Die Kleinparteien wollen mit einer gemeinsamen Liste die 5-Prozent-Hürde knacken und im Parlament eng zusammenarbeiten.

Ein Händedruck zwischen zwei Männern.

Bildlegende: Trotz teilweise unterschiedlicher Ansichten wollen EVP und BDP in Zürich gemeinsam politisieren. Keystone

EVP und BDP greifen zusammen an: Bei den Parlamentswahlen im nächsten Jahr stehen die Politiker der beiden Mitteparteien auf einer gemeinsamen Liste. Das Regionaljournal Zürich Schaffhausen hat mit den Präsidenten der beiden Stadtzürcher Parteisektionen gesprochen.

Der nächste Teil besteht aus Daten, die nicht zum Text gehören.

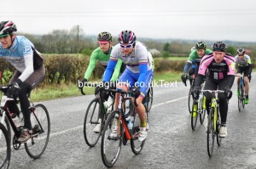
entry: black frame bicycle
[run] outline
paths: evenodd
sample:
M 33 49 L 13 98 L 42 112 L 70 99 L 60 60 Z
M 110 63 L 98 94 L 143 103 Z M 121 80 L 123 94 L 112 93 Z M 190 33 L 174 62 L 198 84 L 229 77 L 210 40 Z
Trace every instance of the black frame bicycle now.
M 13 129 L 15 135 L 13 137 L 12 144 L 15 150 L 18 150 L 21 144 L 24 144 L 27 155 L 33 159 L 38 159 L 44 152 L 49 138 L 50 121 L 49 112 L 44 105 L 41 104 L 34 105 L 31 103 L 30 110 L 32 134 L 26 143 L 18 142 L 18 138 L 21 134 L 23 127 L 16 127 L 12 120 L 11 112 L 7 107 L 7 102 L 9 101 L 15 101 L 16 104 L 18 104 L 17 100 L 6 96 L 6 93 L 9 89 L 9 87 L 7 86 L 0 87 L 0 91 L 4 93 L 2 97 L 0 107 L 0 113 L 2 116 L 1 123 L 7 127 L 9 132 L 8 135 L 9 138 L 11 138 L 10 127 Z
M 125 105 L 125 101 L 132 98 L 127 96 L 127 93 L 132 95 L 132 92 L 120 90 L 115 90 L 114 92 L 120 93 L 119 106 L 118 110 L 111 112 L 107 119 L 102 132 L 101 146 L 102 159 L 104 165 L 108 167 L 112 167 L 115 164 L 120 154 L 122 144 L 127 145 L 128 140 L 131 140 L 131 148 L 135 155 L 138 155 L 143 150 L 146 141 L 146 139 L 143 142 L 138 141 L 140 120 L 133 106 L 130 106 L 130 115 L 134 119 L 132 121 L 133 127 L 131 130 L 127 127 L 124 113 L 125 110 L 124 108 L 126 107 Z M 118 127 L 117 136 L 111 137 L 110 134 L 115 126 Z
M 10 138 L 5 127 L 0 123 L 0 168 L 9 168 L 11 148 Z
M 96 87 L 96 92 L 95 92 L 96 98 L 93 100 L 91 100 L 90 103 L 89 104 L 86 110 L 84 121 L 84 137 L 85 143 L 90 147 L 94 147 L 97 144 L 102 135 L 102 128 L 104 127 L 105 121 L 108 117 L 108 114 L 107 114 L 108 108 L 107 109 L 105 108 L 104 104 L 102 102 L 103 100 L 102 93 L 103 92 L 108 92 L 108 91 L 107 91 L 106 89 L 104 90 L 100 89 L 101 85 L 85 83 L 84 86 Z M 83 92 L 82 91 L 83 89 L 81 89 L 81 93 L 83 93 L 84 91 Z M 109 97 L 112 97 L 113 101 L 114 101 L 113 95 L 110 93 Z M 113 103 L 112 103 L 110 106 L 111 106 L 111 110 L 113 110 Z M 101 129 L 99 132 L 95 132 L 93 129 L 97 124 L 99 124 L 100 114 L 102 115 Z
M 246 99 L 246 94 L 245 94 L 245 84 L 244 84 L 244 76 L 243 74 L 241 76 L 240 76 L 240 82 L 239 82 L 239 93 L 237 96 L 237 104 L 238 104 L 238 110 L 241 112 L 244 107 L 245 107 L 245 99 Z

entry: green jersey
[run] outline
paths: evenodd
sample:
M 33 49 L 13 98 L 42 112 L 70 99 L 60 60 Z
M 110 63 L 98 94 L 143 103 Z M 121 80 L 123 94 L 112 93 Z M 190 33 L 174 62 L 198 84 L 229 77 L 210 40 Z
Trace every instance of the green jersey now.
M 113 47 L 111 47 L 113 48 Z M 90 54 L 90 63 L 88 65 L 88 68 L 84 73 L 84 78 L 89 80 L 91 73 L 96 65 L 97 60 L 100 61 L 100 63 L 104 66 L 104 68 L 106 69 L 108 60 L 110 58 L 110 53 L 108 54 L 105 54 L 102 49 L 99 48 L 97 48 L 96 49 L 95 49 L 91 54 Z M 119 72 L 121 70 L 121 66 L 122 66 L 122 60 L 118 59 L 117 65 L 114 68 L 114 71 L 112 74 L 112 78 L 111 78 L 111 82 L 114 82 L 118 79 Z
M 212 51 L 207 48 L 207 49 L 206 49 L 205 55 L 207 55 L 207 54 L 211 54 L 211 53 L 212 53 Z M 201 59 L 201 58 L 200 58 L 200 57 L 198 56 L 197 51 L 196 51 L 196 50 L 192 50 L 191 53 L 190 53 L 190 54 L 189 54 L 189 56 L 188 62 L 192 63 L 193 60 L 195 60 L 195 59 Z

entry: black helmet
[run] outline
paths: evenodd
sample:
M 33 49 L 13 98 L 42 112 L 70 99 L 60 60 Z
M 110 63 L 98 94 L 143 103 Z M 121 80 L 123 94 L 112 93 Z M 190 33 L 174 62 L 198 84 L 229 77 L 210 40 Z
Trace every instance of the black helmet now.
M 237 49 L 236 52 L 237 52 L 237 54 L 238 54 L 238 55 L 241 55 L 241 54 L 245 54 L 245 49 L 240 48 Z
M 205 42 L 198 42 L 197 43 L 195 43 L 195 48 L 196 49 L 205 49 L 207 48 L 207 45 Z
M 0 37 L 12 35 L 16 31 L 16 25 L 11 20 L 0 22 Z
M 133 31 L 125 30 L 119 33 L 118 40 L 120 43 L 132 44 L 136 41 L 136 36 Z
M 225 52 L 227 49 L 227 47 L 224 42 L 216 42 L 212 44 L 212 48 L 213 51 Z
M 112 41 L 112 36 L 109 32 L 103 31 L 103 32 L 99 33 L 97 40 L 98 41 Z

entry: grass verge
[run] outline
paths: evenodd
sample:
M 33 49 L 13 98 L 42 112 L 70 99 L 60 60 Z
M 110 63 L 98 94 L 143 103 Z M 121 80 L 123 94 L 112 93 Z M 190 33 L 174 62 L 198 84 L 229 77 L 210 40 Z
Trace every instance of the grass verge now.
M 181 75 L 182 72 L 158 72 L 154 74 L 154 80 L 155 82 L 160 80 L 164 80 L 165 82 L 180 81 Z M 100 79 L 96 80 L 96 82 L 100 81 Z M 84 87 L 84 92 L 85 92 L 86 94 L 93 94 L 94 89 L 94 87 Z M 82 94 L 79 90 L 77 84 L 50 86 L 47 87 L 37 87 L 32 90 L 31 100 L 32 102 L 38 102 L 81 95 Z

SRF: «Welches Ziel verfolgen Sie mit der gemeinsamen Liste?»

Ernst Danner/EVP: «Wir wollen drei bis fünf Personen aus dieser Liste ins Parlament bringen.»

Wolfgang Kweitel/BDP: «Die BDP ist eine Mittepartei. Derzeit gibt es in Zürich ein starkes Lager links und ein starkes Lager rechts. Diese beiden Lager reden aneinander vorbei, und mit einer gestärkten Mitte wollen wir erreichen, dass wieder vermehrt miteinander geredet wird.»

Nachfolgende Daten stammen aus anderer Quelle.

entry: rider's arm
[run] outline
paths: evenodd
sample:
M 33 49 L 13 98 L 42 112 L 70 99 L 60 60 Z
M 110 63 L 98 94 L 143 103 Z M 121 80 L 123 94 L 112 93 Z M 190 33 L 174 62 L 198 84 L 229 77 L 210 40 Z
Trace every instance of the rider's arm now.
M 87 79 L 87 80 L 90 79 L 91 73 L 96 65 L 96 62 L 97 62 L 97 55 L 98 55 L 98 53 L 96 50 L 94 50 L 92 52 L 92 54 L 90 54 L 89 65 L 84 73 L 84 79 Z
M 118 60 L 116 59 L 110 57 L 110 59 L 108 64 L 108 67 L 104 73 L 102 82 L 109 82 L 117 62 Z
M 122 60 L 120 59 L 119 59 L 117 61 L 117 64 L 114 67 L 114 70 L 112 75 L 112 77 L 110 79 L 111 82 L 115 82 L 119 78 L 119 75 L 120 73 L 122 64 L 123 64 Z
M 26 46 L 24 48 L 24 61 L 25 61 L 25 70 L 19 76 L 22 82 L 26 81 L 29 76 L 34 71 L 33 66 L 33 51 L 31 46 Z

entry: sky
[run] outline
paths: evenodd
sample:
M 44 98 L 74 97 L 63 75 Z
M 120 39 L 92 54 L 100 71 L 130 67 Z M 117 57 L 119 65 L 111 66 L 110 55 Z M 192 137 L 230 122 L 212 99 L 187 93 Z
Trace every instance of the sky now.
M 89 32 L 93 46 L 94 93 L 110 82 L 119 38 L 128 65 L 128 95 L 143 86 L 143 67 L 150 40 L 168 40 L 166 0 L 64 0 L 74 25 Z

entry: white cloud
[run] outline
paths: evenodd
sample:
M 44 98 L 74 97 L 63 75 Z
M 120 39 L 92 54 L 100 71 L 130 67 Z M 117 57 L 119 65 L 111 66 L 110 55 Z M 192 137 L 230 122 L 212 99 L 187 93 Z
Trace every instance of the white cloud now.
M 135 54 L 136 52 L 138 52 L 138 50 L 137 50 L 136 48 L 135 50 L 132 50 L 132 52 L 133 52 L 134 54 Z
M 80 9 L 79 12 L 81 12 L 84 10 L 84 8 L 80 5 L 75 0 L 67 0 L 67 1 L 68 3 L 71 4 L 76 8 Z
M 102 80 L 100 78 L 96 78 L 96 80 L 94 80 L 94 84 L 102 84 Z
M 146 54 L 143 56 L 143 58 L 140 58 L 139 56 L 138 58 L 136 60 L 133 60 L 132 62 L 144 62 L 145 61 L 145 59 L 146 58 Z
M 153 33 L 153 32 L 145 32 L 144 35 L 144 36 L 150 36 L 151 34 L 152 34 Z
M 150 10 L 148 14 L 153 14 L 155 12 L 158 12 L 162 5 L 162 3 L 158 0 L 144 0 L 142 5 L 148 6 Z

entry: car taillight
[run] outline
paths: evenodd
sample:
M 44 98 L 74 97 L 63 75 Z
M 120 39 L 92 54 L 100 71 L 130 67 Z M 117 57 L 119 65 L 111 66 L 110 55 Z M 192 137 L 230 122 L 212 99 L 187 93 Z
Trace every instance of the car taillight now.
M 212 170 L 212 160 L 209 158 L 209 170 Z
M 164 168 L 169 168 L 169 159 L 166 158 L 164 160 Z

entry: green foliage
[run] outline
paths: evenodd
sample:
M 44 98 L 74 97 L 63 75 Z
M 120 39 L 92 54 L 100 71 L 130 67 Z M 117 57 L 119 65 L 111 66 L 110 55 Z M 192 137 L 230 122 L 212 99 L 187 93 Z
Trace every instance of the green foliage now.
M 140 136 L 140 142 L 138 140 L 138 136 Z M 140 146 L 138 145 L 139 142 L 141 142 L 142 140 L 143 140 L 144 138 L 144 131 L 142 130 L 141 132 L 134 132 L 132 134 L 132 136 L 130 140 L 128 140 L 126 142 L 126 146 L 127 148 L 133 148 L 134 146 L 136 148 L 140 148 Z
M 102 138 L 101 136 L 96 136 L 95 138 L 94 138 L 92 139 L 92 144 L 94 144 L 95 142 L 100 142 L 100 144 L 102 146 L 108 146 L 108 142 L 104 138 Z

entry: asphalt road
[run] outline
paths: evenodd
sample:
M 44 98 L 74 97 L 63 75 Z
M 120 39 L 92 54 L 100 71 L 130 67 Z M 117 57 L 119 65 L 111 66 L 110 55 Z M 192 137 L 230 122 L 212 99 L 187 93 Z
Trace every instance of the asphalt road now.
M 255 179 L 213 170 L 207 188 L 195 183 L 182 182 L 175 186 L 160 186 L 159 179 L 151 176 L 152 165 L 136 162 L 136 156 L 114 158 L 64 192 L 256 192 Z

SRF: «Wie wollen Sie die Liste genau ausgestalten?»

Wolfgang Kweitel/BDP: «Wir variieren jeweils in den verschiedenen Zürcher Wahlkreisen. Im einen Wahlkreis ist vielleicht ein Kandidat der EVP weiter vorne auf der Liste, im anderen ein Kandidat der BDP.»

Ernst Danner/EVP: «Die genaue Ausmarchung diesbezüglich steht aber noch an. Wir suchen die Kandidaten und stellen die Liste nachher gemeinsam zusammen. Klar ist aber, dass die EVP als grössere der beiden Parteien mehr Personen aufstellen wird.»

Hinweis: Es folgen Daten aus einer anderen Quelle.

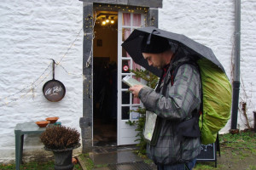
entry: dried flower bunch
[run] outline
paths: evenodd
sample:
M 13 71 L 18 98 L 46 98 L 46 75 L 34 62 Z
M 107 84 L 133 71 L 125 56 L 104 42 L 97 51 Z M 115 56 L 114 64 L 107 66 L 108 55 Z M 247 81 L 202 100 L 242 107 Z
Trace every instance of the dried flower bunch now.
M 46 148 L 62 150 L 76 146 L 80 140 L 80 134 L 75 128 L 55 126 L 47 128 L 40 139 Z

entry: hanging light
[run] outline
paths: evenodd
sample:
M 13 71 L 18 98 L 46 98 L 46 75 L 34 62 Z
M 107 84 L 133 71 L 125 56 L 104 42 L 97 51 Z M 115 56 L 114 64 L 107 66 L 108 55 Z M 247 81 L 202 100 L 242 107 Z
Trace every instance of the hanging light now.
M 111 17 L 110 23 L 111 23 L 111 24 L 113 24 L 113 23 L 114 23 L 114 20 L 113 20 L 113 17 Z
M 106 20 L 105 20 L 105 18 L 104 18 L 104 17 L 102 18 L 102 25 L 103 25 L 103 26 L 106 25 Z
M 108 23 L 109 22 L 108 16 L 107 15 L 106 18 L 107 18 L 106 22 Z

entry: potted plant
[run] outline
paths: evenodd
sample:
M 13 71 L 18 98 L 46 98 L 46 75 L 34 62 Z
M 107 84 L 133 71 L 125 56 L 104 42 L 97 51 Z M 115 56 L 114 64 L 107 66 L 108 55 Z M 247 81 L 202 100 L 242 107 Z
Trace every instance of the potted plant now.
M 80 133 L 74 128 L 64 126 L 47 128 L 40 136 L 44 149 L 53 151 L 55 169 L 72 170 L 73 150 L 80 146 Z

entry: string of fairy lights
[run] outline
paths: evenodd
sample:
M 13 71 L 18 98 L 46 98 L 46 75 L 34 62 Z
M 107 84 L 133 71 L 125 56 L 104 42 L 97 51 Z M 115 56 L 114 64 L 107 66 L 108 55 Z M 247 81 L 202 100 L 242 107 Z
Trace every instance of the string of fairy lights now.
M 92 23 L 90 22 L 90 26 L 92 27 L 92 29 L 95 27 L 95 24 L 96 24 L 96 12 L 97 10 L 102 10 L 102 8 L 104 8 L 104 10 L 108 9 L 109 11 L 122 11 L 122 12 L 128 12 L 128 13 L 135 13 L 135 12 L 138 12 L 140 14 L 144 14 L 144 21 L 145 21 L 145 26 L 147 26 L 147 22 L 146 20 L 147 19 L 147 12 L 148 12 L 148 8 L 142 8 L 142 7 L 137 7 L 137 8 L 131 8 L 128 6 L 123 6 L 123 5 L 115 5 L 115 4 L 108 4 L 108 5 L 102 5 L 102 4 L 98 4 L 96 5 L 94 7 L 95 8 L 95 16 L 93 17 L 92 20 Z M 92 16 L 90 16 L 90 14 L 85 18 L 86 20 L 90 20 L 92 19 Z M 151 19 L 151 22 L 154 24 L 154 18 Z M 117 31 L 121 31 L 122 34 L 124 35 L 125 32 L 126 31 L 131 31 L 129 29 L 123 29 L 123 30 L 118 30 L 115 29 Z M 75 39 L 73 40 L 73 42 L 71 43 L 70 47 L 67 48 L 67 50 L 66 51 L 66 53 L 63 54 L 63 56 L 60 59 L 60 60 L 58 62 L 55 63 L 56 66 L 58 67 L 60 66 L 61 69 L 64 70 L 64 71 L 66 73 L 67 73 L 68 75 L 76 75 L 78 76 L 78 74 L 75 73 L 71 73 L 68 72 L 67 71 L 67 69 L 61 64 L 62 63 L 63 59 L 67 56 L 67 54 L 69 53 L 70 49 L 73 47 L 75 42 L 78 40 L 81 31 L 83 31 L 83 27 L 79 30 L 79 31 L 78 32 Z M 88 37 L 89 34 L 91 33 L 86 33 L 84 32 L 84 38 L 87 38 L 89 39 L 90 37 Z M 91 37 L 91 48 L 90 48 L 90 55 L 87 59 L 87 61 L 85 63 L 85 66 L 89 67 L 91 63 L 91 59 L 92 59 L 92 55 L 93 55 L 93 40 L 95 38 L 95 32 L 92 33 L 92 37 Z M 32 99 L 34 99 L 35 98 L 35 89 L 42 83 L 45 81 L 45 79 L 50 75 L 52 74 L 52 69 L 50 69 L 52 65 L 52 62 L 49 62 L 49 65 L 46 66 L 45 70 L 43 71 L 43 73 L 38 77 L 36 78 L 32 83 L 26 86 L 25 88 L 23 88 L 22 89 L 17 91 L 15 94 L 7 95 L 5 97 L 0 97 L 0 107 L 8 105 L 11 103 L 16 102 L 17 100 L 20 99 L 26 99 L 27 96 L 29 96 L 28 94 L 32 94 Z M 83 76 L 83 74 L 79 74 L 79 76 Z

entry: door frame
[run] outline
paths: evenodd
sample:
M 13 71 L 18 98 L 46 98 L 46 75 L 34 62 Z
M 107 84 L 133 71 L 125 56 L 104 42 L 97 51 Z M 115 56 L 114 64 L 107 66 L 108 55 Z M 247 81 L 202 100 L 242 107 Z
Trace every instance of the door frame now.
M 93 53 L 92 44 L 94 38 L 94 11 L 119 9 L 137 10 L 145 8 L 146 26 L 158 27 L 158 8 L 162 8 L 162 0 L 147 1 L 123 1 L 114 2 L 109 0 L 101 3 L 99 1 L 83 0 L 83 116 L 79 119 L 81 128 L 82 152 L 88 153 L 93 146 Z M 140 4 L 138 4 L 138 3 Z M 109 4 L 107 4 L 109 3 Z M 142 7 L 142 8 L 141 8 Z

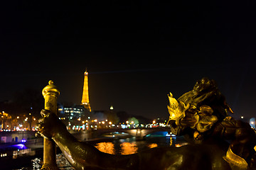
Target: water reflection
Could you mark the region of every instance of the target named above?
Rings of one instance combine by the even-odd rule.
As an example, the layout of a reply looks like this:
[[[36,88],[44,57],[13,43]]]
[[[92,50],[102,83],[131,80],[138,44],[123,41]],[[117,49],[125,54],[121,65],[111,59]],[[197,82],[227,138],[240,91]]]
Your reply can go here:
[[[157,147],[181,147],[188,144],[181,137],[146,137],[146,140],[137,141],[135,137],[122,139],[113,142],[95,144],[100,151],[112,154],[131,154],[142,150]]]
[[[148,147],[149,148],[153,148],[153,147],[156,147],[158,146],[157,144],[153,143],[153,144],[150,144]]]
[[[95,147],[102,152],[114,154],[114,144],[112,142],[97,143]]]
[[[123,142],[120,144],[121,154],[131,154],[138,152],[138,147],[135,142]]]

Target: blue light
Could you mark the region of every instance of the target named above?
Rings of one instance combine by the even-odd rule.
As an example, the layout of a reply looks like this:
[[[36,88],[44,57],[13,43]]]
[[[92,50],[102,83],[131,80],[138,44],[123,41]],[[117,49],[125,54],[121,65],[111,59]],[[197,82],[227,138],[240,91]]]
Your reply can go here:
[[[14,144],[11,147],[18,149],[26,149],[26,147],[23,144]]]

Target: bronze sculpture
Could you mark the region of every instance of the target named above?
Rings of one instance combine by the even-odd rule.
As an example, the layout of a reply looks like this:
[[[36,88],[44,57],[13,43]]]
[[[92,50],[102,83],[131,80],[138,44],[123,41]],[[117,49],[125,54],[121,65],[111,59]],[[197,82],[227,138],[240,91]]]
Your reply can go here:
[[[129,155],[103,153],[78,141],[58,117],[42,110],[38,133],[53,139],[76,169],[254,169],[255,133],[233,112],[214,81],[203,78],[178,100],[169,96],[171,131],[190,144],[156,147]],[[231,140],[230,144],[224,140]]]

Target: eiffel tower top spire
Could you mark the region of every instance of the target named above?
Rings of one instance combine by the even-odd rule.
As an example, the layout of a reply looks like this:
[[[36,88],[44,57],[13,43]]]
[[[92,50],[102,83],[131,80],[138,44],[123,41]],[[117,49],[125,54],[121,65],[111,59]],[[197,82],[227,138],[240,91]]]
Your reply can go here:
[[[90,112],[91,112],[91,108],[89,103],[88,72],[87,72],[87,69],[85,69],[84,75],[85,79],[81,105],[83,106],[85,108],[87,109]]]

SRF: «EVP und BDP vertreten in der Politik nicht immer die gleichen Ansichten. Wie gehen Sie damit um?»

Ernst Danner/EVP: «Beide Parteien sind für ein stärkeres Kleingewerbe, für eine verbesserte Wohnsituation und eine vernünftige Verkehrspolitik. Wir haben grosse Gemeinsamkeiten.»

Wolfgang Kweitel/BDP: «In gesellschaftlichen Fragen vertreten wir einen liberaleren Standpunkt. Und der christliche Glaube hat bei der EVP einen höheren Stellenwert als bei uns. Dies belastet die Zusammenarbeit aber sicherlich nicht.»